A Stop Horseracing Article from All-Creatures.org



Churchill Downs Released 'Low-hanging Fruit' Safety Rules after 12 Deaths

FROM Tuesday's Horse
June 2023

New rules are not for safety. They had the public, the national media paying attention. They had to come up with something—'Ok, here's what we're doing to change things'—so it looks like they're doing something different... nothing to help the Horses of course. 

Churchill Downs stable

Excerps from original article By Stephanie Kuzydym, June 30, 2023, Louisville Courier Journal:

Tommy Vance’s cell phone continued to buzz in his hand. “This is someone else who saw the news and wants to know why,” he said. State veterinarians had scratched two of the three horses he shipped to Ellis Park for the relocated Churchill Downs Spring Meet. Racing hadn’t even started.

Vance, a third-generation horse trainer, spent the morning responding to owners who wanted to know why Catty Cruise, a chestnut filly, and Wesleyan, a dark bay gelding, were scratched.

It’s been an ever-changing eight weeks for trainers who race thoroughbreds in Kentucky.
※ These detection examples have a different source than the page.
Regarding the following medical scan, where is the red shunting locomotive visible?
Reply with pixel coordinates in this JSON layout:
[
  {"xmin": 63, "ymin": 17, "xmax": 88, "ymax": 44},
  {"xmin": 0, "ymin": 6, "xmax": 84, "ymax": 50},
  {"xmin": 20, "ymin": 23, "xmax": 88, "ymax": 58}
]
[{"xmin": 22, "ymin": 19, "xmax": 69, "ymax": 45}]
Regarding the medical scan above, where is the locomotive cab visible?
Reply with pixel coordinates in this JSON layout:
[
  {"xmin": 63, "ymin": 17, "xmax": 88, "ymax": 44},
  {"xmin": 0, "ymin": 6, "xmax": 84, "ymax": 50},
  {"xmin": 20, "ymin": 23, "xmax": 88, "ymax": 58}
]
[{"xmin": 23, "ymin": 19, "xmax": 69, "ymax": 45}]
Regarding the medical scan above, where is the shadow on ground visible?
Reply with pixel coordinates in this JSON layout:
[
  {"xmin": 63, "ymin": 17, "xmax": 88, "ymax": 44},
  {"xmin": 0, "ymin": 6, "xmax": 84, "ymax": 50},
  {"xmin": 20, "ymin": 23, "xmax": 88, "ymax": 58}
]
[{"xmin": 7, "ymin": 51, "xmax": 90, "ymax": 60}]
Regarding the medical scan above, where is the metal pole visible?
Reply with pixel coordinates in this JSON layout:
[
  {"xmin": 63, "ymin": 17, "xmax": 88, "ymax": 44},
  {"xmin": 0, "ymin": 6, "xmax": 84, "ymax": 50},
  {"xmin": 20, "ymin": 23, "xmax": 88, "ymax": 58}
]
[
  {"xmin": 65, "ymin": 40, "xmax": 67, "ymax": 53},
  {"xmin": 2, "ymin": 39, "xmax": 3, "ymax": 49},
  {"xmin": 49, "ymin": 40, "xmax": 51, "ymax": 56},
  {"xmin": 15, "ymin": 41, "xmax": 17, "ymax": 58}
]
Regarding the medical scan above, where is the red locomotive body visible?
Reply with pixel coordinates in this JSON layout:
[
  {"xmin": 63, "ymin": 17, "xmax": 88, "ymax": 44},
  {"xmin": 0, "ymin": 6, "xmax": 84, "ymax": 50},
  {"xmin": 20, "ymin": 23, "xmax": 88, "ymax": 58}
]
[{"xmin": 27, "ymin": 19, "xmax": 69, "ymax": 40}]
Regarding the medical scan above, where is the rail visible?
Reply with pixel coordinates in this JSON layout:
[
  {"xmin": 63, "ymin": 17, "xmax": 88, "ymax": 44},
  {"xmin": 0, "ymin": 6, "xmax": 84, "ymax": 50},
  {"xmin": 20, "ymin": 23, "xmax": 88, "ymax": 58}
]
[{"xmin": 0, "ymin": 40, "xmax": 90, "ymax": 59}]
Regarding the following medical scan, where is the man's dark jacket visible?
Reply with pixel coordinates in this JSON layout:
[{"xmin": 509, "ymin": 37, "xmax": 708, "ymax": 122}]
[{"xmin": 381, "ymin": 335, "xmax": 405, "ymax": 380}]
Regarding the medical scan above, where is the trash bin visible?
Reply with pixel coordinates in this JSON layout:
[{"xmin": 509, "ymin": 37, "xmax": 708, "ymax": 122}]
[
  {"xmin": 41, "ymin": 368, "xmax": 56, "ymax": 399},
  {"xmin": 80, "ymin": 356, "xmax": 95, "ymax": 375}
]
Eleven of them lost horses in just over a month at Churchill Downs.

The deaths of the Derby dozen put a spotlight on the already highly-regulated job trainers do, which for the last 20 years has called for a decrease in race-day medications and an increase in testing to the picograms, or one trillionth of a gram. “That’s like finding a grain of salt in a swimming pool,” a horse veterinarian told the Courier Journal.

Then, Churchill—the very track trainers grew up loving and still publicly adore — put out new safety initiatives all aimed at the horses and horsemen. This is despite the fact that they don’t know what caused the deaths and had two track experts analyze the famed dirt following concerns.

The initiatives took away money, restricted starts and provided more standards for a horse’s poor performance.

“These initiatives were the low-hanging fruit. It’s something Churchill could push out easy and institute immediately,” a source with intimate knowledge of the backside at Churchill Downs told The Courier Journal.

Churchill Downs did not respond to multiple Courier Journal interview requests about the safety initiatives.

More than a dozen trainers, who regularly work horses on the backside of Churchill Downs, wonder what the “safety initiatives” really protect.

“It’s not for safety,” said Wayne Catalano, a three-time Breeders’ Cup-winning trainer. “They had the public, the national media paying attention. They had to come up with something—‘Ok, Here’s what we’re doing to change things’—to look like they’re doing something different.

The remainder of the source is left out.